Yargıtay Kararı

Ödeme emri tebliğ işleminin usulsüzlüğüne yönelik iddia, mahkemede her türlü delille ispat edilebileceğinden, öncelikle duruşma açılarak karar verilmesi gerekir.

Ödeme emri tebliğ işleminin usulsüzlüğüne yönelik iddia, mahkemede her türlü delille ispat edilebileceğinden, öncelikle duruşma açılarak karar verilmesi gerekir.

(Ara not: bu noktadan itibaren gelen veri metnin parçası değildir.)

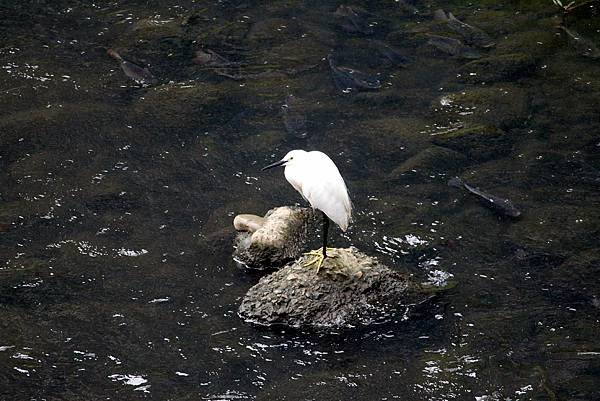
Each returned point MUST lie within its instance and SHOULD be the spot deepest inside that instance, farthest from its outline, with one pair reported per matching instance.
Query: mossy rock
(502, 105)
(350, 289)
(280, 239)
(393, 136)
(153, 28)
(506, 67)
(175, 105)
(273, 30)
(537, 43)
(479, 142)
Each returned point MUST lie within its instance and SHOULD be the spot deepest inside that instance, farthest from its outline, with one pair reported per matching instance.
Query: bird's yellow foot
(318, 258)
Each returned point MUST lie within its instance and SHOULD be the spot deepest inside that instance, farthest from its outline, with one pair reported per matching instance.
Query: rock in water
(248, 222)
(350, 289)
(273, 242)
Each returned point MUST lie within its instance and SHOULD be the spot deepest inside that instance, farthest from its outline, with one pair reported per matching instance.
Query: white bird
(319, 181)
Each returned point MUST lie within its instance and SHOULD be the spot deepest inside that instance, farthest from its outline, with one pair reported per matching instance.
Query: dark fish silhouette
(453, 47)
(210, 58)
(500, 205)
(354, 19)
(584, 46)
(293, 119)
(470, 34)
(133, 71)
(348, 79)
(390, 53)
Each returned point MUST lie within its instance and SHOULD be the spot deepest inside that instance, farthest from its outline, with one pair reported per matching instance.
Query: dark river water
(117, 199)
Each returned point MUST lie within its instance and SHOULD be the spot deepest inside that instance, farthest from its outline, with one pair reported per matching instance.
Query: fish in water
(293, 119)
(470, 34)
(583, 45)
(390, 53)
(138, 74)
(348, 79)
(354, 19)
(210, 58)
(453, 47)
(500, 205)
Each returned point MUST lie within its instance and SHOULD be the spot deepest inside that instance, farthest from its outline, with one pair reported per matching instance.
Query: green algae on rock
(351, 289)
(480, 142)
(498, 68)
(279, 239)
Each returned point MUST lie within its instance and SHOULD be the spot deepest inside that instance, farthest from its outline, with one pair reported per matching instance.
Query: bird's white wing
(325, 189)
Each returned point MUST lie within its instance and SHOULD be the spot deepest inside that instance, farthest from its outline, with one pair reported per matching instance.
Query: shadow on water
(116, 199)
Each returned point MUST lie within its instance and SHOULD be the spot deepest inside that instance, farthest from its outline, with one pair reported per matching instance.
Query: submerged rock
(479, 142)
(272, 241)
(505, 67)
(350, 289)
(435, 159)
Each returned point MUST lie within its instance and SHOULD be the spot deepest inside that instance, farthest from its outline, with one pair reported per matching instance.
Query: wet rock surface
(350, 289)
(274, 240)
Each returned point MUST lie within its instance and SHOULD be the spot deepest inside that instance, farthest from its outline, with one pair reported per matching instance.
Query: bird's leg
(318, 254)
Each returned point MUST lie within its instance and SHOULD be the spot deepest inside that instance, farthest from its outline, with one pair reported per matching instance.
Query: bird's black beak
(279, 163)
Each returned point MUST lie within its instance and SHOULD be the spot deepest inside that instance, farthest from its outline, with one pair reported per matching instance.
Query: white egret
(318, 180)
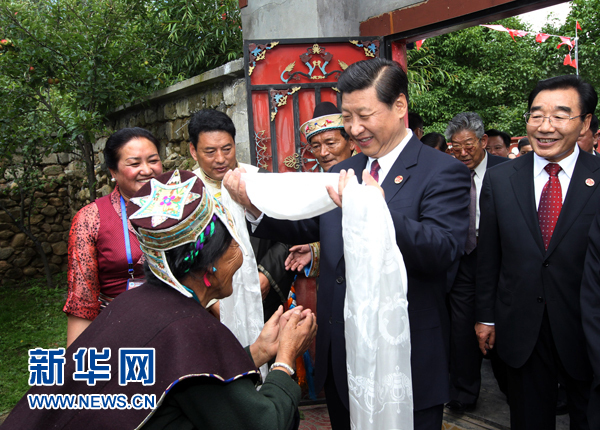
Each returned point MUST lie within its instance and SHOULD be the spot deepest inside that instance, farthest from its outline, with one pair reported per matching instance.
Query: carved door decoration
(285, 80)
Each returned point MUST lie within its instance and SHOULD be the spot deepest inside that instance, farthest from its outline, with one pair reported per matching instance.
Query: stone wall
(165, 113)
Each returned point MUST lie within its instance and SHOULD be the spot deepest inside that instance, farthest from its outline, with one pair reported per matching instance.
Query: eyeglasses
(536, 119)
(468, 145)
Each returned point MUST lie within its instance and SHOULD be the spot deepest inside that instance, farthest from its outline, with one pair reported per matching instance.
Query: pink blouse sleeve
(82, 275)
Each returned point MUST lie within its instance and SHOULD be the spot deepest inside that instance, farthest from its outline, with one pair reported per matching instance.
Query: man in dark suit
(590, 315)
(427, 194)
(589, 141)
(536, 212)
(465, 132)
(212, 145)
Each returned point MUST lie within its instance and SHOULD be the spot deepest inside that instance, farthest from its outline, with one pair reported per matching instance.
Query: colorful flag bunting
(496, 27)
(565, 41)
(541, 37)
(518, 33)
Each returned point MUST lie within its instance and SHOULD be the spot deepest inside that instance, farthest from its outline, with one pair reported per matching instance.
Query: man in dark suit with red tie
(536, 212)
(465, 133)
(427, 194)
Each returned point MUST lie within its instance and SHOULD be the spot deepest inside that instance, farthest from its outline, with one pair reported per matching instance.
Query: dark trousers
(465, 356)
(533, 388)
(339, 415)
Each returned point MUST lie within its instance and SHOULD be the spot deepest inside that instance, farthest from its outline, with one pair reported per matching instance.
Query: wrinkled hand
(345, 177)
(236, 187)
(300, 257)
(265, 347)
(296, 336)
(265, 285)
(486, 335)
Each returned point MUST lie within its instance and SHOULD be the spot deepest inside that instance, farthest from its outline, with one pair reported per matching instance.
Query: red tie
(550, 203)
(375, 170)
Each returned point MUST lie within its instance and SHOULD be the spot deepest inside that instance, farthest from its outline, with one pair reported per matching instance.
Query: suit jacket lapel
(577, 197)
(407, 158)
(522, 183)
(358, 163)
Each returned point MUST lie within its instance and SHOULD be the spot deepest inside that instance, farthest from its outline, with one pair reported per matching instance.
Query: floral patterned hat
(171, 210)
(326, 116)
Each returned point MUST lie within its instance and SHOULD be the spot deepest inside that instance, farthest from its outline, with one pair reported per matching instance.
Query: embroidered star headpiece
(165, 200)
(170, 211)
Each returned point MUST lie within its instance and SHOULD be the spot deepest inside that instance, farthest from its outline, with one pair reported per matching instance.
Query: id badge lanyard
(132, 282)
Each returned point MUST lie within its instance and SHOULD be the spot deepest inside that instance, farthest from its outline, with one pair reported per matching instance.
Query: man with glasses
(465, 132)
(535, 216)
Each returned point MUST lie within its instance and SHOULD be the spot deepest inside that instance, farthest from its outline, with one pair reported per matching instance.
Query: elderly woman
(104, 253)
(201, 377)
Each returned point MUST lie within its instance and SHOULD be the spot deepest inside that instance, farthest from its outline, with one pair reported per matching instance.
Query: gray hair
(465, 121)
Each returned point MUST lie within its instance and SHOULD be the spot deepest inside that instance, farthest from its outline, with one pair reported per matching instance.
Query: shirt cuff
(253, 220)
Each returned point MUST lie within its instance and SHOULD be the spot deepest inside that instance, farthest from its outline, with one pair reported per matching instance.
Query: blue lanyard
(126, 234)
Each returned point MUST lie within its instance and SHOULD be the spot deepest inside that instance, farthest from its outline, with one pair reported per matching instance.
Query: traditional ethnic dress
(98, 267)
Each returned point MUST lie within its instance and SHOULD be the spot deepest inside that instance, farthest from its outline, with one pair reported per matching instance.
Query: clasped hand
(345, 178)
(286, 335)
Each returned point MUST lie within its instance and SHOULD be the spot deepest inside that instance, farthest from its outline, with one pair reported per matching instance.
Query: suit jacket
(429, 208)
(590, 316)
(517, 278)
(492, 160)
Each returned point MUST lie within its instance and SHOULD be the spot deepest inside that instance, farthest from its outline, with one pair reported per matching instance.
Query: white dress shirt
(387, 161)
(478, 179)
(540, 176)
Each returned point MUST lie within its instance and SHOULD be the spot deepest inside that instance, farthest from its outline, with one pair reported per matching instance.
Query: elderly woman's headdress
(171, 210)
(326, 116)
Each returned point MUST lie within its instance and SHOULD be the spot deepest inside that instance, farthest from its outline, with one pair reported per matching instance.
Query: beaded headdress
(326, 116)
(171, 210)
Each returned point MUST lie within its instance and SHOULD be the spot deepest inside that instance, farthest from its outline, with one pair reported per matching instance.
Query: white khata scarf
(376, 309)
(242, 312)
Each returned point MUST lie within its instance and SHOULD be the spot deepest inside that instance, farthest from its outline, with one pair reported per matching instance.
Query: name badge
(134, 283)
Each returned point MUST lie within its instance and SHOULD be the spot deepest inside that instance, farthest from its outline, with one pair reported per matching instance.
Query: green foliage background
(30, 317)
(489, 73)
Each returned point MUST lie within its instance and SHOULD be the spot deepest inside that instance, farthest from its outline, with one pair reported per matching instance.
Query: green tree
(490, 74)
(75, 61)
(22, 130)
(201, 35)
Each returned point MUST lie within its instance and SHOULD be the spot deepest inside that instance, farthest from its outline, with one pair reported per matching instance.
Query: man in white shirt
(536, 212)
(465, 133)
(427, 194)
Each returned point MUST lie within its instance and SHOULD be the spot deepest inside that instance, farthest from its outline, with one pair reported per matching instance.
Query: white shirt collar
(481, 167)
(387, 161)
(567, 164)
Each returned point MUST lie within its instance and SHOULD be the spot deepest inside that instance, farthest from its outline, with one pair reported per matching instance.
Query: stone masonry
(166, 114)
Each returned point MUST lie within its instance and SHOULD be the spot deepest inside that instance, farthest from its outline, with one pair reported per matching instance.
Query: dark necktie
(550, 203)
(472, 236)
(375, 170)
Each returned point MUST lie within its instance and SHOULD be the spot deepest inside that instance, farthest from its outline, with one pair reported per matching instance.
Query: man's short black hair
(492, 132)
(524, 142)
(594, 124)
(387, 76)
(588, 99)
(435, 140)
(415, 121)
(206, 120)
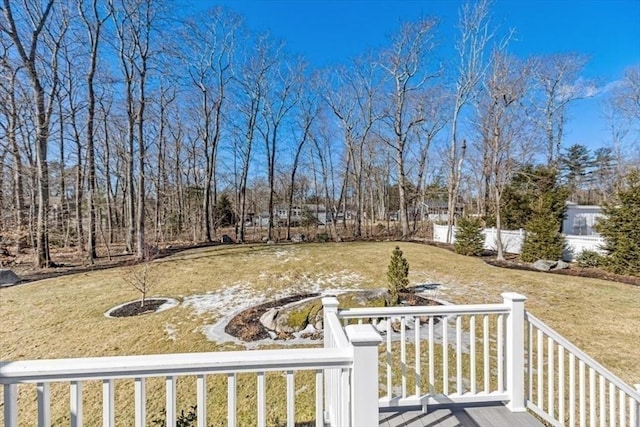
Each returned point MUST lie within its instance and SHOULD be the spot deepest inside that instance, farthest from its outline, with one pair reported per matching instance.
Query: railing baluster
(291, 402)
(572, 389)
(345, 396)
(389, 386)
(418, 362)
(75, 404)
(459, 389)
(44, 405)
(445, 354)
(550, 380)
(583, 395)
(170, 405)
(201, 399)
(592, 397)
(262, 406)
(108, 410)
(561, 384)
(500, 332)
(10, 404)
(403, 355)
(623, 411)
(603, 403)
(540, 349)
(472, 356)
(530, 360)
(633, 412)
(140, 407)
(231, 400)
(612, 405)
(432, 371)
(319, 399)
(485, 349)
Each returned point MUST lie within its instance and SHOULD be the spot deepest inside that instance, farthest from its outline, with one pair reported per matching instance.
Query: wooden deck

12. Hukuk Dairesi         2015/8777 E.  ,  2015/19109 K.

“İçtihat Metni”

MAHKEMESİ :İcra Hukuk Mahkemesi

Yukarıda tarih ve numarası yazılı mahkeme kararının müddeti içinde temyizen tetkiki borçlu tarafından istenmesi üzerine bu işle ilgili dosya mahallinden daireye gönderilmiş olup, dava dosyası için Tetkik Hakimi … tarafından düzenlenen rapor dinlendikten ve dosya içerisindeki tüm belgeler okunup incelendikten sonra işin gereği görüşülüp düşünüldü:
Alacaklı tarafından borçlu aleyhine başlatılan kambiyo sentlerine mahsus haciz yolu ile takipte borçlunun diğer itirazlarının yanında ödeme emri tebligat usulsüzlüğünü ileri sürdüğü mahkemece dosya üzerinden yapılan inceleme usulsüz tebligat şikayetinin reddine,takibe ve borca itirazların ise süresinde yapılmadığından reddine karar verildiği görülmektedir.
Somut olayda borçlu adına çıkartılan ödeme emri tebligatı, günü 7201 sayılı Tebligat Kanunu’nun 21/1. maddesine göre tebliğ edilmek istenmiştir.
Her ne kadar İİK.nun 18/3. maddesi gereğince aksine hüküm bulunmayan hallerde, duruşma yapılmasına gerek olup olmadığı icra mahkemesinin takdirine bırakılmış ise de; anılan takdir yetkisi mutlak bir seçimlik hak olmayıp halin icabına göre işin duruşmalı olarak incelenmesi gerektiği durumlarda mahkeme takdir yetkisini duruşma yapmaktan yana kullanmalıdır.
Tebligat Kanunu ve Tebligat Yönetmeliği, tebliğ belgesindeki işlemin aksinin iddia edilmesi halinde bunun tahkik şeklini ve yöntemini göstermemiştir. Mahkemece, her somut olayın özelliği, cereyan şekli, gerçekleşen maddi olgular en ufak ayrıntılarına kadar göz önünde bulundurup iddia tahkik edilmelidir. Ödeme emri tebliğ işleminin usulsüzlüğüne yönelik iddia, mahkemede her türlü delille ispat edilebileceğinden, öncelikle duruşma açılarak şikayetçiye (borçluya) ve karşı tarafa (alacaklıya) anılan konudaki delillerini mahkemeye ibraz etmeleri için imkan tanınmadan dosya üzerinden karar verilmesi usule aykırıdır (HGK.nun 2003/12-600 E. – 2003/606 K.).
O halde, şikayetin niteliği gereği duruşma açılıp, taraf teşkili sağlandıktan sonra, HGK kararı uyarınca borçlunun ileri sürdüğü hususlar araştırılarak ve tarafların gösterecekleri deliller toplandıktan sonra oluşacak sonuca göre karar verilmesi gerekirken, evrak üzerinden eksik inceleme ile yazılı şekilde hüküm tesisi isabetsizdir.
SONUÇ : Mahkeme kararının yukarıda yazılı nedenlerle İİK’nun 366 ve HUMK’nun 428. maddeleri uyarınca (BOZULMASINA), bozma nedenine göre borçlunun sair temyiz itirazlarının incelenmesine yer olmadığına, peşin alınan harcın istek halinde iadesine, ilamın tebliğinden itibaren 10 gün içinde karar düzeltme yolu açık olmak üzere, 06.07.2015 gününde oybirliğiyle karar verildi.